The specific unit includes a behavior from when the user enters the private room in which the toilet is installed to when the user exits, and a toilet installed in another private room adjacent to the private room in which the toilet is installed. The health monitoring system according to claim 1, wherein the user is specified based on behaviors of other users to be used.
The health monitoring system further includes:
The health monitoring according to claim 1, wherein the storage unit includes a registration unit that registers and registers at least one of the liquid information, the urination information, and the disease for each user. system.

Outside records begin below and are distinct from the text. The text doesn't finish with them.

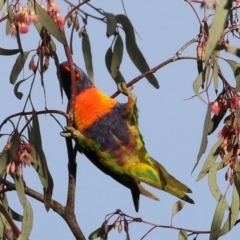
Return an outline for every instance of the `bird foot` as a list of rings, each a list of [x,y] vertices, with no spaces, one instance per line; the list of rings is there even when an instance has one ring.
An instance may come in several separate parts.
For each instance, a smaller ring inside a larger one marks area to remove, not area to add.
[[[81,137],[81,133],[75,129],[74,127],[65,127],[66,131],[60,133],[62,137],[72,137],[72,138],[79,138]]]
[[[117,89],[120,93],[130,96],[131,91],[133,90],[133,86],[127,87],[125,82],[121,82],[117,84]]]

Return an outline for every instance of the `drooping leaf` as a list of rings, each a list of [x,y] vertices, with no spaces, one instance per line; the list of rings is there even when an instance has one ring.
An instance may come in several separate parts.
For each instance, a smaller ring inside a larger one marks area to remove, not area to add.
[[[199,97],[200,100],[202,100],[204,103],[206,103],[206,101],[202,98],[202,96],[200,95],[200,93],[198,92],[199,88],[201,86],[203,86],[204,82],[205,82],[205,76],[206,76],[206,71],[209,67],[206,66],[204,68],[204,70],[198,75],[198,77],[194,80],[193,82],[193,91],[195,92],[195,94]],[[207,103],[206,103],[207,104]]]
[[[219,55],[219,51],[215,51],[213,54],[213,83],[214,83],[214,89],[216,94],[218,93],[218,56]]]
[[[202,155],[205,153],[205,151],[207,149],[207,144],[208,144],[207,136],[208,136],[208,129],[209,129],[210,121],[211,121],[211,106],[210,106],[210,104],[208,104],[207,113],[206,113],[205,121],[204,121],[204,125],[203,125],[202,141],[201,141],[200,149],[199,149],[198,155],[197,155],[197,162],[195,163],[192,172],[197,167]]]
[[[1,210],[0,210],[1,211]],[[0,239],[4,239],[4,229],[5,229],[6,219],[5,217],[0,213]]]
[[[10,83],[14,84],[18,78],[19,73],[22,71],[24,64],[27,60],[29,52],[24,52],[23,54],[19,54],[15,64],[13,65],[11,75],[10,75]]]
[[[64,37],[62,36],[62,33],[57,28],[55,22],[53,19],[49,16],[49,14],[36,2],[35,4],[35,11],[38,15],[38,19],[41,22],[41,24],[52,34],[60,43],[66,44],[66,41]]]
[[[112,62],[112,55],[113,55],[113,52],[112,52],[112,48],[110,47],[107,52],[106,52],[106,55],[105,55],[105,63],[106,63],[106,66],[107,66],[107,69],[108,69],[108,72],[111,74],[111,62]],[[112,75],[111,75],[112,76]],[[126,82],[123,75],[121,74],[120,70],[118,70],[118,73],[117,73],[117,76],[115,78],[113,78],[115,83],[118,84],[118,83],[122,83],[122,82]]]
[[[230,47],[227,48],[226,51],[236,55],[237,57],[240,57],[240,48],[230,46]]]
[[[183,202],[181,200],[178,200],[177,202],[174,203],[172,208],[172,217],[183,209],[185,203],[186,202]]]
[[[220,199],[214,212],[209,240],[216,240],[218,237],[218,233],[220,231],[224,217],[225,205],[226,205],[225,197],[220,196]]]
[[[233,228],[238,219],[238,214],[239,214],[239,195],[236,187],[234,186],[232,192],[232,204],[228,214],[228,219],[224,223],[222,229],[220,230],[218,237],[221,237],[222,235],[231,231],[231,229]]]
[[[197,59],[197,69],[198,69],[198,74],[200,74],[203,71],[203,62],[201,59]]]
[[[5,171],[9,161],[8,151],[3,150],[0,155],[0,175]]]
[[[51,199],[52,199],[53,179],[48,170],[47,160],[46,160],[44,151],[42,149],[41,132],[40,132],[40,126],[39,126],[38,117],[37,117],[36,112],[33,112],[32,122],[33,122],[32,138],[34,138],[34,146],[36,149],[36,153],[39,156],[38,164],[40,166],[40,169],[42,169],[42,171],[40,171],[39,167],[37,169],[36,168],[35,169],[38,172],[40,180],[44,187],[44,189],[43,189],[44,204],[45,204],[46,210],[48,211],[50,209],[50,204],[51,204]]]
[[[15,212],[13,209],[11,209],[9,206],[8,206],[8,213],[9,213],[9,216],[11,216],[11,218],[15,221],[18,221],[18,222],[22,222],[23,220],[23,216],[17,212]]]
[[[126,48],[132,62],[135,64],[135,66],[139,69],[141,73],[149,71],[150,68],[146,62],[146,59],[144,58],[142,52],[137,46],[134,29],[128,17],[123,14],[119,14],[116,15],[116,19],[117,22],[122,25],[125,32]],[[159,83],[153,74],[146,76],[146,78],[149,83],[151,83],[155,88],[159,88]]]
[[[23,79],[21,81],[18,81],[14,86],[14,94],[20,100],[22,99],[23,93],[19,92],[18,88],[19,88],[20,84],[23,83],[23,82],[25,82],[25,79]]]
[[[13,177],[18,198],[23,206],[22,231],[18,237],[18,240],[26,240],[28,239],[33,226],[33,211],[31,204],[28,202],[24,192],[22,176],[14,173]]]
[[[178,233],[178,240],[187,240],[187,232],[185,230],[180,230]]]
[[[11,55],[14,55],[14,54],[17,54],[17,53],[19,53],[19,49],[0,48],[0,55],[3,55],[3,56],[11,56]]]
[[[213,197],[219,201],[222,194],[221,191],[218,187],[217,184],[217,171],[223,168],[223,164],[221,162],[217,162],[214,163],[212,165],[212,167],[209,169],[209,173],[208,173],[208,185],[209,185],[209,189],[213,195]],[[226,201],[224,201],[224,208],[226,210],[229,209],[228,204],[226,203]]]
[[[87,33],[82,35],[82,51],[88,77],[94,84],[91,44]]]
[[[212,165],[216,162],[216,159],[219,154],[219,148],[220,148],[222,142],[223,142],[223,138],[220,138],[213,145],[212,149],[210,150],[210,152],[203,164],[202,170],[200,171],[200,173],[197,177],[197,181],[201,180],[209,172],[209,169],[212,167]]]
[[[57,69],[57,77],[58,77],[58,82],[59,82],[59,88],[60,88],[60,94],[61,94],[61,98],[63,99],[63,88],[62,88],[62,78],[61,78],[61,72],[60,72],[60,67],[59,67],[59,59],[58,59],[58,55],[56,54],[56,52],[53,52],[53,58],[54,58],[54,63]]]
[[[23,211],[22,232],[18,240],[26,240],[30,236],[33,227],[33,210],[29,201],[26,201]]]
[[[122,62],[123,56],[123,41],[120,35],[117,36],[112,54],[111,61],[111,75],[113,78],[116,78],[118,75],[118,71]]]
[[[127,232],[127,234],[126,234],[126,238],[125,238],[126,240],[130,240],[130,235],[129,235],[129,232]]]
[[[111,35],[114,34],[117,26],[117,19],[114,14],[112,13],[104,13],[106,19],[107,19],[107,37],[110,37]]]
[[[43,27],[43,25],[40,22],[37,22],[37,23],[34,24],[34,26],[37,29],[41,39],[44,40],[45,43],[49,42],[52,50],[54,52],[56,52],[56,44],[54,43],[54,41],[52,40],[50,35],[45,34],[46,33],[46,29]]]
[[[77,15],[74,19],[74,23],[77,19]],[[74,24],[72,25],[72,29],[71,29],[71,33],[70,33],[70,40],[69,40],[69,47],[70,47],[70,51],[71,51],[71,54],[73,55],[73,34],[74,34]]]
[[[7,18],[7,23],[6,23],[6,34],[9,34],[9,30],[11,27],[11,22],[12,22],[12,18],[13,18],[13,14],[12,14],[12,5],[9,4],[8,8],[7,8],[7,12],[8,12],[8,18]]]
[[[94,240],[94,239],[100,237],[100,238],[103,239],[103,240],[107,240],[107,235],[108,235],[108,233],[112,230],[112,228],[113,228],[113,224],[108,225],[108,232],[105,233],[105,232],[103,232],[103,228],[102,228],[102,226],[101,226],[100,228],[98,228],[98,229],[96,229],[95,231],[93,231],[93,232],[89,235],[88,239],[89,239],[89,240]]]
[[[2,204],[0,204],[0,212],[11,226],[14,236],[18,237],[19,236],[18,229],[16,228],[16,225],[14,224],[13,220],[11,219],[7,210]],[[3,222],[3,224],[5,225],[5,222]]]
[[[6,0],[0,0],[0,11],[2,10]]]
[[[233,70],[233,74],[236,79],[236,91],[240,91],[240,63],[237,63],[233,60],[225,60]]]
[[[236,172],[234,175],[234,182],[238,192],[238,196],[240,197],[240,163],[236,161]]]
[[[213,23],[205,50],[205,62],[207,63],[212,55],[218,41],[225,29],[227,16],[232,6],[231,0],[221,0],[213,17]]]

A detection step for detecting that a user has entered a predetermined range from the toilet;
An acquisition step of periodically obtaining user information for identifying the user by performing wireless communication with a communication device held by the user existing within a predetermined range from the toilet;
A specific step of identifying the user based on the user information;
A measuring step of measuring the urination of the user of the toilet or the potential of the accumulated water into which the urination flows;
An analysis step of generating urination information by analyzing the urine component of the user based on the potential measured in the measurement step;
A guessing step of guessing the user's disease based on the urination information;
Including health monitoring methods.
On the computer,
A detection function for detecting that a user has entered the toilet within a predetermined range;
An acquisition function for periodically acquiring user information for identifying the user by performing wireless communication with a communication device held by the user within a predetermined range from the toilet;
A specific function for identifying the user based on the user information;
A measurement function for measuring the urination of the user of the toilet or the potential of the stored water into which the urination flows;
An analysis function for generating urination information by analyzing the urine component of the user based on the potential measured by the measurement function;
Based on the urination information, a guess function to guess the user's disease,
A computer-readable non-temporary recording medium on which a health monitoring program is recorded.